Single by Cesare Cremonini

from the album La teoria dei colori
- Released: 20 April 2012
- Genre: Pop
- Length: 4:17
- Label: Universal; Trecuori srl;
- Songwriters: Alessandro Magnanini; Cesare Cremonini;
- Producers: Magnanini; Cremonini;

Cesare Cremonini singles chronology
| "Hello!" (2010) | "Il comico (Sai che risate)" (2012) | "Una come te" (2012) |

Music video
- "Il Comico (Sai Che Risate)" on YouTube

= Il comico (Sai che risate) =

"Il comico (Sai che risate)" is a song by Italian singer-songwriter Cesare Cremonini. It was released on 20 April 2012 through Universal Music Italy and Trecuori srl, as the second single from his fourth studio album La teoria dei colori.

== Composition ==
The song was written and produced by Cremonini himself with Alessandro Magnanini.
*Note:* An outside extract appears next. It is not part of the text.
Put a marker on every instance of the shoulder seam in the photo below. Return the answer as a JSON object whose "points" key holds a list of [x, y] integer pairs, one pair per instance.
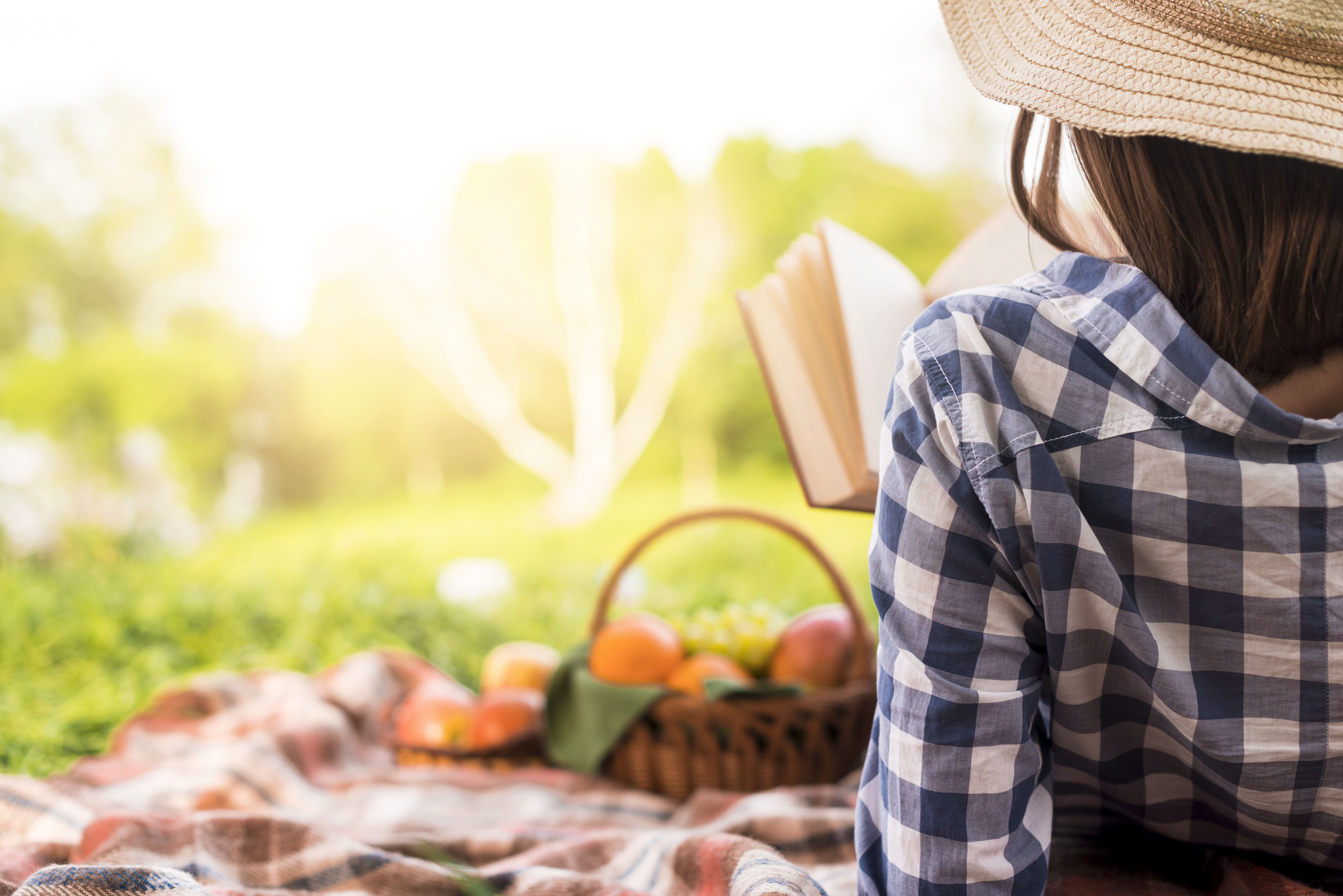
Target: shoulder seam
{"points": [[961, 414], [1068, 436]]}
In an interview with Rockol Cremonini explained the meaning of the song
"It is an autobiographical song, the whole record is. Looking inside yourself is not a due act. If you do it, it is to share it with someone. If you look for that thing that is yours, personal, you have to look for that thing that can be universal, that applies to others. That's when the song becomes unity among people, magic for everyone, a chorus in a stadium."

== Charts ==

=== Weekly charts ===

| Chart (2012) | Peak position |
|---|---|
| Italy (FIMI) | 13 |
| Italy Airplay (EarOne) | 1 |

=== Year-end charts ===

| Chart (2012) | Position |
|---|---|
| Italy (FIMI) | 38 |
| Italy Airplay (EarOne) | 2 |

== Certifications ==

Certifications for "Il comico (Sai che risate)"
| Region | Certification | Certified units/sales |
| Italy (FIMI) | Platinum | 30,000^{*} |
^{*} Sales figures based on certification alone.